Não sei o que houve com a rainha. Ao ver o colar, seus olhos acenderam, as lágrimas secaram. A rainha abraçou o rei e adormeceu cansada. Parecia acreditar no amor dele por ela. Pareceu perceber que o rei não se importava pela falta do herdeiro.

No dia seguinte a rainha achou que estivesse sonhando! Ou que estivesse maluca mesmo! O colar havia se transformado em um bebê! Ela pulou da cama imediatamente e pediu aos mensageiros que avisassem a rainha do reino vizinho que ela aceitava o convite para madrinha e que a princesinha recém- nascida se casaria com seu filho quando ambos crescessem o suficiente. E aqui acaba a história de uma rainha e um rei que desejavam um bebê, mas a história desse bebê está apenas começando.

E o começo da história era assim:

Era uma vez um príncipe bebê que havia sido prometido em casamento por sua mãe.

(Ele era filho de um rei, que deu à rainha um colar que recebera de uma velha).

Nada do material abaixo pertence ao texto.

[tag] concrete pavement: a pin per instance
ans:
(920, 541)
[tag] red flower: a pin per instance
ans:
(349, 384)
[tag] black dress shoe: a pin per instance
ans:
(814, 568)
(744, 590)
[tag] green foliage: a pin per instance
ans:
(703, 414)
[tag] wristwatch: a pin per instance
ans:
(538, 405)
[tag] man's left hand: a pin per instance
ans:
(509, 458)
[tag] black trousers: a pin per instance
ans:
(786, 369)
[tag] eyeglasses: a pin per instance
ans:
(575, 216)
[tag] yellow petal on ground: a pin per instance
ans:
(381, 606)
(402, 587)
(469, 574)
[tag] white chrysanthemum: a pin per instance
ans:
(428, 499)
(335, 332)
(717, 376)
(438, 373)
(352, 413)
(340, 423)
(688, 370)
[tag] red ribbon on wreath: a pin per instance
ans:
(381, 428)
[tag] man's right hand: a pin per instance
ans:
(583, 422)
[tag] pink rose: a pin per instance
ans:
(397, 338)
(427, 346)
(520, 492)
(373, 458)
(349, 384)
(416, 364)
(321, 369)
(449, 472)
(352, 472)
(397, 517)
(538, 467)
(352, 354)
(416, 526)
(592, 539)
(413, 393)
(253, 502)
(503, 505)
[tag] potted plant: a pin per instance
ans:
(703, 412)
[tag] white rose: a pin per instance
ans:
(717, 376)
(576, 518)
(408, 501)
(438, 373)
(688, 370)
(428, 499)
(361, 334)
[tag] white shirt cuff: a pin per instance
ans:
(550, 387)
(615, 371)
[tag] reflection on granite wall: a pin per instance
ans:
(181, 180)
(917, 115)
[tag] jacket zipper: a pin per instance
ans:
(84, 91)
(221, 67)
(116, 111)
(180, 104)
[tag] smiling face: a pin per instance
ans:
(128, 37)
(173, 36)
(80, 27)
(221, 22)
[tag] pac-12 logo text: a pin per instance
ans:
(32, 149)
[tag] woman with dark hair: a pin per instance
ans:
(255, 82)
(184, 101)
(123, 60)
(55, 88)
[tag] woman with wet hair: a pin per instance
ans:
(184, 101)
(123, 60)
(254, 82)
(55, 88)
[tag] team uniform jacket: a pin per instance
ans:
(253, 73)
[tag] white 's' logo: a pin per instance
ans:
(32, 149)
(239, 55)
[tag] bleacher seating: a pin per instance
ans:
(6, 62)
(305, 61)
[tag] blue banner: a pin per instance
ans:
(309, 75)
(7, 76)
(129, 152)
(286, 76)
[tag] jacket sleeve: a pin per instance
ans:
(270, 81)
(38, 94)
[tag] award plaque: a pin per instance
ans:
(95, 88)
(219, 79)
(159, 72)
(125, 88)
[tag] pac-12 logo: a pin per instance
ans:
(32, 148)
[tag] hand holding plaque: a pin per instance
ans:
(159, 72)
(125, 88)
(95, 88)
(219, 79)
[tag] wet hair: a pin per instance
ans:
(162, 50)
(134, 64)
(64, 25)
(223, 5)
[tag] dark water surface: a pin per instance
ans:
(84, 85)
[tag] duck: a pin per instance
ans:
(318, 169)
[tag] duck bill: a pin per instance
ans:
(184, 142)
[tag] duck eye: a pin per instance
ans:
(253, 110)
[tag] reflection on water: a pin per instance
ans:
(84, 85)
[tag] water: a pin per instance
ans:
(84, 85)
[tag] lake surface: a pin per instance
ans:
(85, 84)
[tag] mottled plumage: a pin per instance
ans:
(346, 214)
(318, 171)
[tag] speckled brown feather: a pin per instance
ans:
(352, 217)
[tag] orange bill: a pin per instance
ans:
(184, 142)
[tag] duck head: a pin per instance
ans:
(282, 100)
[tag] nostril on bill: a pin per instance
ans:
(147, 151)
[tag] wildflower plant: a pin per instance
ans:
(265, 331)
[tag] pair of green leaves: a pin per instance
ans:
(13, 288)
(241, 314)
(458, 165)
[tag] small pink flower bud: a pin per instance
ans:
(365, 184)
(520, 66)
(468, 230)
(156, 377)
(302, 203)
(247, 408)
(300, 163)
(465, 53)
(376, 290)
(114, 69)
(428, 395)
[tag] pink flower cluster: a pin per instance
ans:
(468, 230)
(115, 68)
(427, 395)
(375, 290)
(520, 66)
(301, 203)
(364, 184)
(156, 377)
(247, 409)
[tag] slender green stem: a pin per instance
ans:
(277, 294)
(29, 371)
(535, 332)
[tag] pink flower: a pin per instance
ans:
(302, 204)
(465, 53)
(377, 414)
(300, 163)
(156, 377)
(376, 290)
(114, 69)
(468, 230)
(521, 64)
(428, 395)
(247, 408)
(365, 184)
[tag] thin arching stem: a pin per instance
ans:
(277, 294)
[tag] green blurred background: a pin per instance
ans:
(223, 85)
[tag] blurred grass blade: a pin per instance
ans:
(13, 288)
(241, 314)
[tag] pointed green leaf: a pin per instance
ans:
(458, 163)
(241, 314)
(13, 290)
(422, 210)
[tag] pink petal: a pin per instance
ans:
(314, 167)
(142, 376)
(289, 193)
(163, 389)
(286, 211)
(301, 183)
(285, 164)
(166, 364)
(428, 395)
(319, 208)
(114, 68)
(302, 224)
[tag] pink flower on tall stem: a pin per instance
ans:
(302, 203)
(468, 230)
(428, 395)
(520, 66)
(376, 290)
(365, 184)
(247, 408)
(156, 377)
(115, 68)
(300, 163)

Esse príncipe bebê cresceu e chegou à idade de conhecer sua amada.

No dia marcado ele estava ansiosíssimo! Aquele dia mudaria sua vida para sempre! Colocou sua melhor roupa e partiu para o reino vizinho. Lá, a princesa o esperava, depois de banhos demorados, vestidos engomados e lábios pintados. Eles se viram. Hum... se gostaram... na verdade, se adoraram desde o primeiro momento. Fácil como fruta madura cair do pé. E aqui termina a história do príncipe, mas uma outra já espera para começar.

E o começo da história era assim:

Era uma vez um príncipe casado com uma princesa, uma tia, um segredo, um fim e um começo.